At the December 6, 1993, hearing before the county commission, Maddox’s attorney, Earl McNeal, made a short argument, but Maddox, who appeared, did not testify and did not present any witnesses or evidence in support of his application. However, an attorney representing some residents of the area in which Maddox’s business was located made a presentation in opposition to Maddox’s application. Also, 17 area residents stood up at the hearing to express their opposition to the application; four area residents stated, before the commission, that they opposed approval of a liquor license to Maddox for various reasons, including matters relating to traffic safety and the fact that the area was not a commercial area. The commission then denied Maddox’s application, stating that the denial was on the basis that his place of business “was not in a commercial area,” citing paragraph 5 of the resolution. (R. 12.)

At trial, Maddox testified that the business for which he applied, Doyce’s Spirits (hereinafter “Doyce’s”), is located on the east side of State Highway 53, a rural road, across from B and D Catfish Restaurant, which does not serve liquor. A motel, approximately one-half mile away, is located on the west side of the highway and is visible from Doyce’s in the winter. He also testified that someone has an off-premises retail liquor license for a small office building about 5 miles south of Doyce’s; that building, he said, is on the same road, and has an automobile sales lot beside it, with no other commercial activity close by. He stated that while no businesses or residences are located immediately beside Doyce’s in either direction, some houses are located behind the business, including onePage 227
residence that is about 120 to 150 feet from the back of Doyce’s.

It appears that one reason for the denial of the application may have been the residents’ disapproval, but the main reason appears to be, as the commission indicated, the fact the commission considered Doyce’s not to be in a commercial area. Howard Baites, the Madison County administrator, testified that he had inspected the property on which Doyce’s was located, that he had measured the distance between it and the nearest residences, and that he had seen a trailer and a house nearby, and that from his observations he had determined that the area was basically rural. Glen Nunley, a county commissioner from the district where Doyce’s is located, testified that he recommended that the county commission deny the license because, after inspecting the area and hearing the testimony of residents, he considered the area to be a residential area, even though he acknowledged the catfish restaurant to be commercial. Furthermore, a March 1992 ABC Board report, submitted at trial by Maddox, shows the area to contain Doyce’s, nine residences, and one restaurant, and that report classifies the area as “rural residential.”

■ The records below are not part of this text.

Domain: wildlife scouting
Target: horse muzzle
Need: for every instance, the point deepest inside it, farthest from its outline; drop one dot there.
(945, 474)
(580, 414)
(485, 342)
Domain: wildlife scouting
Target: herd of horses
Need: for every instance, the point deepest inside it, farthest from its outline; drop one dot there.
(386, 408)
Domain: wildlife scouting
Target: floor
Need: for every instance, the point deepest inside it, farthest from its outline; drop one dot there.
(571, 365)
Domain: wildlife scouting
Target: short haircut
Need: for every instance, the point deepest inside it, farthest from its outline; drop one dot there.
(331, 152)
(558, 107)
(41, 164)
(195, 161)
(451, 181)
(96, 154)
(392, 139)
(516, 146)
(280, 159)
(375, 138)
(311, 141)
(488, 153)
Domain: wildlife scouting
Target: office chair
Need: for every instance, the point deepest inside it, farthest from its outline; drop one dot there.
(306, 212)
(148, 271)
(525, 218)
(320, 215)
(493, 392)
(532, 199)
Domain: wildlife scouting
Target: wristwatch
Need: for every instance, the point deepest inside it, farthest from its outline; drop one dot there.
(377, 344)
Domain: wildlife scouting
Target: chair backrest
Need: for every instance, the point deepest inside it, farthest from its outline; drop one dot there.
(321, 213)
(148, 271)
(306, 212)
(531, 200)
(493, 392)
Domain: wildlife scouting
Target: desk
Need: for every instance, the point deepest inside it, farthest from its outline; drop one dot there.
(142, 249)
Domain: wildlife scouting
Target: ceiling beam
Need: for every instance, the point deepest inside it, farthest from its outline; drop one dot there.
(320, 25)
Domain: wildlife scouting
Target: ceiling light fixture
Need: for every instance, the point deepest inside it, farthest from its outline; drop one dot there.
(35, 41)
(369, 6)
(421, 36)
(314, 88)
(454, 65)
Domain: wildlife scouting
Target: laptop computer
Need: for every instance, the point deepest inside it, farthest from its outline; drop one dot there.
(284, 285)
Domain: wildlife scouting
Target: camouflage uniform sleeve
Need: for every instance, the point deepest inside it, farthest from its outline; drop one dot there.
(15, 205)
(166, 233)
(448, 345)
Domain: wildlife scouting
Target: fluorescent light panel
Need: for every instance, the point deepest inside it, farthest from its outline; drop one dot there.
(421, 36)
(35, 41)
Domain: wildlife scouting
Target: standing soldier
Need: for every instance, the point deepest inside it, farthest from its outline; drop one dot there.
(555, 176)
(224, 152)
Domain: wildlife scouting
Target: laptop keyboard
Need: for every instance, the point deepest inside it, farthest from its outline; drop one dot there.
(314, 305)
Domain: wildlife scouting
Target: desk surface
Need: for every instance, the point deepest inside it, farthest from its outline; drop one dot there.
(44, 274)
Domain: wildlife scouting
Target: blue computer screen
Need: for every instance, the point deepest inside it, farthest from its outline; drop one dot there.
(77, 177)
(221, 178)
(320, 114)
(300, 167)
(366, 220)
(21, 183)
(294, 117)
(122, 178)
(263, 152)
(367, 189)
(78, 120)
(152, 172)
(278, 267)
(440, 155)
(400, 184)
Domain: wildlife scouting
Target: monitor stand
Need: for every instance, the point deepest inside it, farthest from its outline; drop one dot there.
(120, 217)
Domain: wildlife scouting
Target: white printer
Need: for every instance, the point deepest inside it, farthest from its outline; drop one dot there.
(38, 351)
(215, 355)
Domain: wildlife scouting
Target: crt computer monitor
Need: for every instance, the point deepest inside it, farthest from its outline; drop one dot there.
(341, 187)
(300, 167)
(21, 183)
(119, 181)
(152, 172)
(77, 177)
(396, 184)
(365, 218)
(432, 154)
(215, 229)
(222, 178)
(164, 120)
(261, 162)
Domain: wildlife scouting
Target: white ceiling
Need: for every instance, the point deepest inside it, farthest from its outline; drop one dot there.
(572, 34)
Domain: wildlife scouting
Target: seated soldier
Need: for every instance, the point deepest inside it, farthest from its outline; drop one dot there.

While the county commission’s power to deny liquor licenses is subject to judicial review, the State’s power to regulate the sale of liquor is still very broad, as compared to, for example, the State’s power to regulate an ordinary lawful business. Black v. Pike County Comm’n, 375 So.2d 255, 257 (Ala. 1979); Inn of Oxford, Inc. v. City of Oxford, 366 So.2d 690,692 (Ala. 1978). Based on the evidence presented, we cannot hold that the county commission acted arbitrarily and capriciously in denying Maddox’s application. The trial court heard the evidence ore tenus; its findings of fact disclosed ample reasons for the denial and those findings were not palpably erroneous. Therefore, we will not reverse its judgment.


HORNSBY, C.J., and MADDOX, KENNEDY, and COOK, JJ., concur.

[fn1] Pursuant to a previous order issued by the Madison County Circuit Court, Maddox has a retail off-premises beer license for the same property and is eligible for a table wine license upon application.